This research has analyzed various approaches to the basic question of how to optimize the traffic police’s resources with the ultimate aim of combatting fatalities and casualties on the roads. The different solutions analyze alternative operational methods, such as flow capture via location on roads with high traffic volume, maximizing presence with regard to calls-for-service distribution, ensuring presence according to varying levels of service coverage and maximizing the halo effect based on dynamic locations. We provide a basis for building the traffic police force according to preferred operational methods. Furthermore, given these modeling approaches, the police will be better able to analyze their influence on drivers’ behavior, car accidents, calls-for-service and traffic problems.
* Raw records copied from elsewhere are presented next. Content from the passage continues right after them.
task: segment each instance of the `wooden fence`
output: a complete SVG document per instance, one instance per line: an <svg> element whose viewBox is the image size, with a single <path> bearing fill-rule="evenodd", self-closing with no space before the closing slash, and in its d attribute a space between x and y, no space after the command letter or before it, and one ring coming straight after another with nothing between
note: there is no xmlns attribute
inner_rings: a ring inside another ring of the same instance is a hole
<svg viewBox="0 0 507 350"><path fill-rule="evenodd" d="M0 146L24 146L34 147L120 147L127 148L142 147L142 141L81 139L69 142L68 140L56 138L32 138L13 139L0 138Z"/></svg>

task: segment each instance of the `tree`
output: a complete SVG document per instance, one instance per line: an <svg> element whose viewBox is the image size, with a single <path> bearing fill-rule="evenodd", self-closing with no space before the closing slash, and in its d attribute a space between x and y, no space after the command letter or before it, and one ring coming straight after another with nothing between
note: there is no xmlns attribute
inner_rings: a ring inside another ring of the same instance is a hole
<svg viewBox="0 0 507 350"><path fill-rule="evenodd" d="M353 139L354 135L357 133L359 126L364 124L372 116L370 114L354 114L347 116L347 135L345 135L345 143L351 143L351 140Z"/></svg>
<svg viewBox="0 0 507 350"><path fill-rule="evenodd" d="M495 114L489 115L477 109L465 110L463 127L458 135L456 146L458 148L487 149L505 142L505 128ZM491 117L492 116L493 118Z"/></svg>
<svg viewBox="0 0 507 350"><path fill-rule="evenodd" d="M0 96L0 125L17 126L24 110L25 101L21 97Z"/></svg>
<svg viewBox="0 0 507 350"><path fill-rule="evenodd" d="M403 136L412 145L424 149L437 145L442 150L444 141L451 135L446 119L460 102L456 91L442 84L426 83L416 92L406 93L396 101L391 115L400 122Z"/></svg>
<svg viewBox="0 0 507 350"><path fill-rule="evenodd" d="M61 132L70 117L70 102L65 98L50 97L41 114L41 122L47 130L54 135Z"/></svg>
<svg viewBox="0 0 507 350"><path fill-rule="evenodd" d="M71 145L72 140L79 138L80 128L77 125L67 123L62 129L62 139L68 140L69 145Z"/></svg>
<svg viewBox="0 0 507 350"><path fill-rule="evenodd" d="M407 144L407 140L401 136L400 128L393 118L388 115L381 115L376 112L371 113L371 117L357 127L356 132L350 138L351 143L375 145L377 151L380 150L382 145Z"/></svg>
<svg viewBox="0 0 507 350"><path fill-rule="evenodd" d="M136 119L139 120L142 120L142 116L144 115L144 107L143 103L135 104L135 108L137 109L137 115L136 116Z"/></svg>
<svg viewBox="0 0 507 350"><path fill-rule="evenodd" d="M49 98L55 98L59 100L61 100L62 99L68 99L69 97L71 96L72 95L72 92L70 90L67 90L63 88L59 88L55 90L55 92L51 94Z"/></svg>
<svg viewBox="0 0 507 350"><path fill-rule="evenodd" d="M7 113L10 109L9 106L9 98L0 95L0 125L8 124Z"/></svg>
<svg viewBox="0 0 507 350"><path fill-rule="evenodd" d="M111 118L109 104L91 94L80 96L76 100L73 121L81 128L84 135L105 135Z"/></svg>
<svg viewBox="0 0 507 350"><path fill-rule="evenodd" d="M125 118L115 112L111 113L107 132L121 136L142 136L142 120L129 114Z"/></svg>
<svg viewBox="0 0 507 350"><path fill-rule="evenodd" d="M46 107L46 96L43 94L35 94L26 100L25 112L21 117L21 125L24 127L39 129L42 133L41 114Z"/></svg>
The solutions to the traffic police, interurban network, multi-purpose, emergency service, RPV location-allocation models produce increased public security and safety over current choices. The proposed models maximize presence and consciousness in order to increase deterrence and prevention, which in conjunction with complete coverage, differ from existing models in the literature. However, the constraints of the models could also be adapted according to new policy initiatives. For example, automatic enforcement could be further developed leading to a reduction in the number of RPVs available and their usage.

Further research could be directed in several directions. First, the results of implementation of our models could be analyzed, helping the decision-makers to increase road safety with the limited budget at their disposal. Second, we intend to analyze a multi-objective location-allocation problem. Analyzing the traffic volume, road accident, calls for service and traffic offence data together with the decision-makers’ priorities, we find multiple, conflicting objectives which cannot be summarized by a single parameter. Finally, we intend to develop an enforcement model for traffic ticket issuance. The objective function would maximize road safety subject to the RPV location-allocation constraints and the limitation on the number and distribution of the traffic tickets to be issued.